Is it news when the librarian of Congress, James Billington, says that the media are biased, and that the bias has an anti-religion slant? That’s what Billington said at a recent news conference to unveil an exhibit called “Religion and the Founding of the American Republic.” His exact words were: “The dominant role religion played in the earliest days of this country is largely ignored by media, academics and others.”
Those comments were not front-page news; rather, they ended up in a story on page nine of the second section of the Washington Post. The Post, of course, is a very secular paper which treats Christmas as a holiday featuring Santa Claus rather than Jesus Christ. Still, the decision to play down James Billington’s comments is extraordinary. To our knowledge, Billington is not a member of the Christian Coalition. Yet here he was making a statement about religion, public life and the media that could have come from the lips of evangelist Pat Robertson.
The Post story about the exhibit, now being featured at the Library of Congress, carried the subheadline,“Library of Congress Looks at a Cozier Era in Church-State Relations.” Consider that phrase “cozier era.” This is how the Post acknowledges that the founding fathers envisioned a close relationship between religion and public life. The Post reproduced the Liberty Window, from Christ Church in Philadelphia, which depicted the Continental Congress praying in 1774. Some of them were on their knees.
The Congress is still opened with a prayer every day, but can you imagine a majority of its members praying on their knees as C-SPAN captures the event? This is not meant as a criticism of Congress but as recognition of how things have changed. But why have they changed? Here is where we part company with the Post. As Billington suggested, it is clear that things have changed because the media have developed a bias against the celebration of religious values. The surveys show that very few members of the Washington media even attend church.
The Post story about the Library of Congress exhibit notes that it includes a latter President Thomas Jefferson wrote in 1802 to the Danbury Baptist Association in Connecticut. This is the letter in which the famous phrase “separation of church and state” appears. The Post says the phrase has been cited in several Supreme Court decisions since the 1870s that attempt to make sense of the First Amendment. Today, the phrase is quoted as if it were actually part of the Constitution.

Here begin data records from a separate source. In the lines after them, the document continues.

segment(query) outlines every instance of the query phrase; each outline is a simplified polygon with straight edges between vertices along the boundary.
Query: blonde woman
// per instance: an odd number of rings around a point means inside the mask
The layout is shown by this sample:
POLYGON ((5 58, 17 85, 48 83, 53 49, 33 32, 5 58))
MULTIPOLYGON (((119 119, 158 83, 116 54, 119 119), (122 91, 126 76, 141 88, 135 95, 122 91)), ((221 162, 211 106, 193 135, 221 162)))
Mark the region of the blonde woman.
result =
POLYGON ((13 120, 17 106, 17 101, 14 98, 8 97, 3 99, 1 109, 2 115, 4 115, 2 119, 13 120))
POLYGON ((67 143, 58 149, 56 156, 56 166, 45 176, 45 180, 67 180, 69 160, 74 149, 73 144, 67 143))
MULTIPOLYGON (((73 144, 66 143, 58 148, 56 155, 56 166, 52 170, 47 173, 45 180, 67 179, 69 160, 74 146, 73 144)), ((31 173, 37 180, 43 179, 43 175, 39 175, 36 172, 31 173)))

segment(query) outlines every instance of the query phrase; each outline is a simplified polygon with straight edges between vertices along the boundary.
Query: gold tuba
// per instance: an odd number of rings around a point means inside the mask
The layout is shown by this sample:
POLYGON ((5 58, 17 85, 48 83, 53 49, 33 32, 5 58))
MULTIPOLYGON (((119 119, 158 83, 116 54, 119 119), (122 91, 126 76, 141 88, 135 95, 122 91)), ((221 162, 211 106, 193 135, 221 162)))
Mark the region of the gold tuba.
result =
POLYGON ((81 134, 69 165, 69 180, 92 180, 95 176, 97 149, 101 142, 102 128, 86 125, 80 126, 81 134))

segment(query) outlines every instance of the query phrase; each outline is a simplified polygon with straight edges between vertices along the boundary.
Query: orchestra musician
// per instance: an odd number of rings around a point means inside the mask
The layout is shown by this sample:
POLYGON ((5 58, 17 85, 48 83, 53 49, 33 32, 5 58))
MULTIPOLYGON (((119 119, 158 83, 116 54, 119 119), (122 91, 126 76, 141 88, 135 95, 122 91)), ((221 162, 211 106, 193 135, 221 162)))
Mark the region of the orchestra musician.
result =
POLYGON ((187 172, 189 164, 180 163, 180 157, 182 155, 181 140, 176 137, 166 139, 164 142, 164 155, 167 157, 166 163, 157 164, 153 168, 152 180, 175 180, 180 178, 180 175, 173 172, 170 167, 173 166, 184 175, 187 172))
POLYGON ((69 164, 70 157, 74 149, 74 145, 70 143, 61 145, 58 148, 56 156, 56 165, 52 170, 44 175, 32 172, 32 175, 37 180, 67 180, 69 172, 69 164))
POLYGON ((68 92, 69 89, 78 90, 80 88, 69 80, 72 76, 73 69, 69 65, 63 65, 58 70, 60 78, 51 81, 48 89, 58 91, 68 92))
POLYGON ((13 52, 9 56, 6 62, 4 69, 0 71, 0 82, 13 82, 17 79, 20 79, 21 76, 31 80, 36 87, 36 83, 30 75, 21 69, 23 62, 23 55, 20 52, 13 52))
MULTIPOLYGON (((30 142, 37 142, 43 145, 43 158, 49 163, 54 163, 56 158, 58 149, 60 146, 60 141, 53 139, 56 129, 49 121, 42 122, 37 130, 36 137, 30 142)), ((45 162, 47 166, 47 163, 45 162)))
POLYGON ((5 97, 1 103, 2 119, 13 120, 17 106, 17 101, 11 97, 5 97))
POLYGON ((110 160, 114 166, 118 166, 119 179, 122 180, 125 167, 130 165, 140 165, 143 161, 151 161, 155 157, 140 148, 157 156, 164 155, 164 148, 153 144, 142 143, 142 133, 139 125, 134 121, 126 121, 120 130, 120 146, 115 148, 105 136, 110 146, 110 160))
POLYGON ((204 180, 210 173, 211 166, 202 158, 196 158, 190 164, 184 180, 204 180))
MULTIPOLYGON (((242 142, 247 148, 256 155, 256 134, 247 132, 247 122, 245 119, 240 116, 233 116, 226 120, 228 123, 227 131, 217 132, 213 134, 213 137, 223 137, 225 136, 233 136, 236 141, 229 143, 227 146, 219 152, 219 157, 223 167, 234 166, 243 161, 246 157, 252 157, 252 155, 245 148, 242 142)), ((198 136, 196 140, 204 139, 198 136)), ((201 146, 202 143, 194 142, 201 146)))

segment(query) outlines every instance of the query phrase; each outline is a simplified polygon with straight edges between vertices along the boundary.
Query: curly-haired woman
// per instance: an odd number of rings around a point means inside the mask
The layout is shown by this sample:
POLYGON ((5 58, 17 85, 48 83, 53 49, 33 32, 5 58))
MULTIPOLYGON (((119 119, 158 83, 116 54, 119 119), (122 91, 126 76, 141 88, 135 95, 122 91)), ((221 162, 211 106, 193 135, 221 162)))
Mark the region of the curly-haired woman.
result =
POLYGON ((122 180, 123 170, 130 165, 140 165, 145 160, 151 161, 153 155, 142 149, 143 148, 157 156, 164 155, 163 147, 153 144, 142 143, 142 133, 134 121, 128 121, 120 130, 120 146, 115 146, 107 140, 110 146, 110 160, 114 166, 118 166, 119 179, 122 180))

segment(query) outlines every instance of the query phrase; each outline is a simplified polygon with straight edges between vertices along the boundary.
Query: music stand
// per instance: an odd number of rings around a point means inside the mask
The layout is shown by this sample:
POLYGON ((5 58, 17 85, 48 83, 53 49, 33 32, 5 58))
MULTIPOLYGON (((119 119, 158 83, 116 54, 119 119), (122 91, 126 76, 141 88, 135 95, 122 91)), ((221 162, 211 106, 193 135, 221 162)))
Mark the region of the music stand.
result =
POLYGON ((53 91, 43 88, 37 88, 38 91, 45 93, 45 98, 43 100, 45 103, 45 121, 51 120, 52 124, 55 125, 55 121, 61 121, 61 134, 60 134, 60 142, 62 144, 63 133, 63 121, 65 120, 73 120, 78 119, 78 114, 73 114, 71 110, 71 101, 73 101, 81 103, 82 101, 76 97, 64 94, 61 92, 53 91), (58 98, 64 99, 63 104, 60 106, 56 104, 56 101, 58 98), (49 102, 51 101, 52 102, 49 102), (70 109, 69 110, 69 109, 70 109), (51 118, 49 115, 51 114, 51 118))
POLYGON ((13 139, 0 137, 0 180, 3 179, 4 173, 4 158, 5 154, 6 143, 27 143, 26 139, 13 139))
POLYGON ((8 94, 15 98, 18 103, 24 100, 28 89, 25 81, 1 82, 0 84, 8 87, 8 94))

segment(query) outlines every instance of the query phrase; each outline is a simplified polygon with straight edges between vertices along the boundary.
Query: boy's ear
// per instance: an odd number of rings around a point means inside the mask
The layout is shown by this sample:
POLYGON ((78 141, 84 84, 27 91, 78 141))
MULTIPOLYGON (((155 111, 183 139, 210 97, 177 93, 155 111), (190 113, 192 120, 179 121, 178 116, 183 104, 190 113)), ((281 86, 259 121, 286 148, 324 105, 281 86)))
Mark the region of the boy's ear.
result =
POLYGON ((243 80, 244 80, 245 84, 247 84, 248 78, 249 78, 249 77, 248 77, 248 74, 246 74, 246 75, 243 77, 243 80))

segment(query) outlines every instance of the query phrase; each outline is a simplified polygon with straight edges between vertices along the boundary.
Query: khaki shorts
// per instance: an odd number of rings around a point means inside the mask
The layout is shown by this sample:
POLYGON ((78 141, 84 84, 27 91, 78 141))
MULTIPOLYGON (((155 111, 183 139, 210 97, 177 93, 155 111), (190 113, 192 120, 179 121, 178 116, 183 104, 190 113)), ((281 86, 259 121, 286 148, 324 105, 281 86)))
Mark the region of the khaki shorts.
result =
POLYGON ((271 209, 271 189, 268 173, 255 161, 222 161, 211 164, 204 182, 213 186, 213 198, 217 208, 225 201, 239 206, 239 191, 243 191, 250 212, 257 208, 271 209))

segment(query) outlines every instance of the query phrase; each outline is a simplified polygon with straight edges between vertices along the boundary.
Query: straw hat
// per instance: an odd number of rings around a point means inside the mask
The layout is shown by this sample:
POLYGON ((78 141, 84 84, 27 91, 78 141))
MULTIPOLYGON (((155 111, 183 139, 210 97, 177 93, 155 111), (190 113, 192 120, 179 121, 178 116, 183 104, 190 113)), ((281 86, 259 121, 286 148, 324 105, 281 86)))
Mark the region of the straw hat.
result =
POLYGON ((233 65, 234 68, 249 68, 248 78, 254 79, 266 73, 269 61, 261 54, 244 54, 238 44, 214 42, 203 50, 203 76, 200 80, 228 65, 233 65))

What the Post does not make clear is the time-line—that Jefferson’s phrase “separation of church and state” was written 13 years after the First Amendment was ratified. What’s more, Jefferson did not write the First Amendment and wasn’t even in the country when the Constitution was written. A better judge of the meaning of the First Amendment was George Washington, president of the Continental Congress and President of the country when the First Amendment was passed and ratified. Washington is one of those leaders depicted in the Liberty Window kneeling and praying to God.